A few touches on working with bigint ids in R

Each time a conversation begins about using different databases as a data source, the topic of record identifiers, objects, or something else appears. Sometimes approval of the exchange protocol can be considered by the participants for several months. int



- bigint



- guid



, further in a circle. For volumetric tasks, taking into account that natively in R there is no bigint



support (capacity ~ 2 ^ 64), the choice of the correct presentation of such identifiers can be critical in terms of performance. Is there an obvious and universal workaround? Below are a few practical considerations that can be used in projects as a litmus test.







Typically, identifiers will be used for three classes of tasks:









Based on this, we will evaluate various approaches.







It is a continuation of previous publications .







Store as string





The option for small data is quite good. Here and the ability to pick up any length of the identifier, and the ability to support not only numeric, but also alphanumeric identifiers. An additional advantage is the guaranteed ability to correctly receive data through any non-native database protocol, for example, through the REST API of the gateway.

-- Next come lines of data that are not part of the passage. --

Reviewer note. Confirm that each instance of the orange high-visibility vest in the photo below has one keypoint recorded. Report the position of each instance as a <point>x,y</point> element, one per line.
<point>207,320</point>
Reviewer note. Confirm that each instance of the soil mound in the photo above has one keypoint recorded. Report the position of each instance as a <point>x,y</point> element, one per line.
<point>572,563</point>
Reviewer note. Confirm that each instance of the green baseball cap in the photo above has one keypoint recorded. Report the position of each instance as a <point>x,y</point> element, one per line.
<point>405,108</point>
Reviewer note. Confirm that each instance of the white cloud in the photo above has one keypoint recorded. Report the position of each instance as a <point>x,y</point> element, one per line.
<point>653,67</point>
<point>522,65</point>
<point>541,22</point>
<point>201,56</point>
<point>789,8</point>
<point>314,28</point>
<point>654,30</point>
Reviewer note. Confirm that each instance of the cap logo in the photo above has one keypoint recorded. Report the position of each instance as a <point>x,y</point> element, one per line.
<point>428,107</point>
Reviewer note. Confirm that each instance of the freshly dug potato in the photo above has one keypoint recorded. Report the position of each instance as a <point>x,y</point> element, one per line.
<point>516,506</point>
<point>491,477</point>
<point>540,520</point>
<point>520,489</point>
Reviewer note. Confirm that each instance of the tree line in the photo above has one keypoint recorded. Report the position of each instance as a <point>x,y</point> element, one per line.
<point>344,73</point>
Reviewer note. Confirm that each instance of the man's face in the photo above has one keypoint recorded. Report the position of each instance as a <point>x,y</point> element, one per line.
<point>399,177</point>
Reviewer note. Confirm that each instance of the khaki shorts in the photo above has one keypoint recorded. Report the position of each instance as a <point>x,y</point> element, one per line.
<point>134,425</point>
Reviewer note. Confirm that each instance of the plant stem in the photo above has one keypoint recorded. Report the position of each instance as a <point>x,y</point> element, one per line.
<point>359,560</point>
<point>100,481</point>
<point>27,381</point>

Cons are also obvious. High memory consumption, increased information volume from the database, degradation of performance both at the network level and at the computational level.







We use the bit64



package



Many who have heard only the name of this package may think that here it is, the perfect solution. Alas, this is not entirely true. Not only is this an add-on on top of numeric



(quote: ' Again the choice is obvious: R has only one 64 bit data type: doubles. By using doubles,

integer64 inherits some functionality such as is.atomic, length, length <-, names, names <-, dim, dim <-, dimnames, dimnames. ' ), so there is still a massive expansion of basic arithmetic and there are no guarantees that it will not explode anywhere and there will be no conflict with other packages.







We use type numeric





This is a completely correct trick, which is a good compromise for those who know what exactly will be hidden in the int64



response from the database. After all, not all 64 bits will really be involved there. Often there may be a number much less than 2 ^ 64.







Such a solution is possible due to the specifics of the double-precision floating-point format. Details can be found in the popular Double-precision floating-point format article.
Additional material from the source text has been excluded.